Analyst picks for 31 January 2012


My pick: Short S&P 500 below 1,300
Expertise: Fundamental and technical analysis with risk management
Average time frame of trades: 1 day to 1 week

We have kept the capital markets afloat for months on the expectation that policy officials are willing to feed moral hazard and inject stimulus whenever investors are faced with a significant loss. However, not only will their will for this falter, but their capacity is also limited. We have seen a correction on the S&P 500 today, and a larger correction may soon be at hand. Alternatively, the Swiss National Bank and Bank of Japan may be forced into action soon.

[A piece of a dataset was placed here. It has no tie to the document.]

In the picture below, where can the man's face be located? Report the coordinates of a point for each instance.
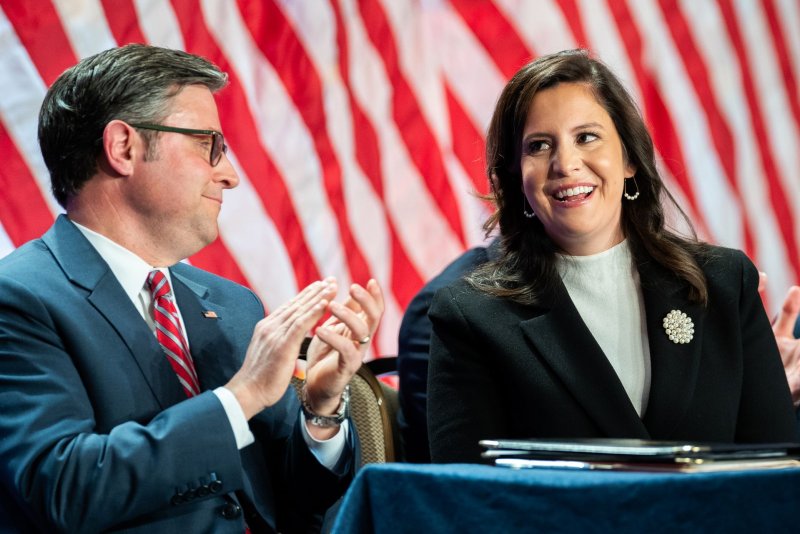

My pick: Stay short euro-dollar
Expertise: Global macro
Average time frame of trades: 1 week to 6 months

I entered short at $1.3526 on 9 November, expecting the Eurozone debt crisis to continue to spread. I revised my soft target to $1.2586 after the trade’s second objective at $1.2872 was met. A corrective recovery played out as suspected over the past two weeks, but now the EU leaders’ summit threatens to hand momentum over to the bears once more as sovereign risk jitters return. I will continue holding short, with a stop-loss to be activated on a daily close above $1.3231.


My pick: Looking to sell Australian dollar-dollar at $1.0410
Expertise: Technical Analysis
Average time frame of trades: 1 to 5 weeks

The latest surge looks like it could be stalling, with the market failing to reach the key highs from October ($1.0755), breaking back below last Friday’s low. Overall, the core outlook remains intensely bearish. Look for a more significant downside extension back below parity over the coming days. Daily studies are now unwinding from overbought and a break below $1.0425 over the coming sessions should confirm and accelerate. Ultimately, only back above $1.0755 would negate outlook.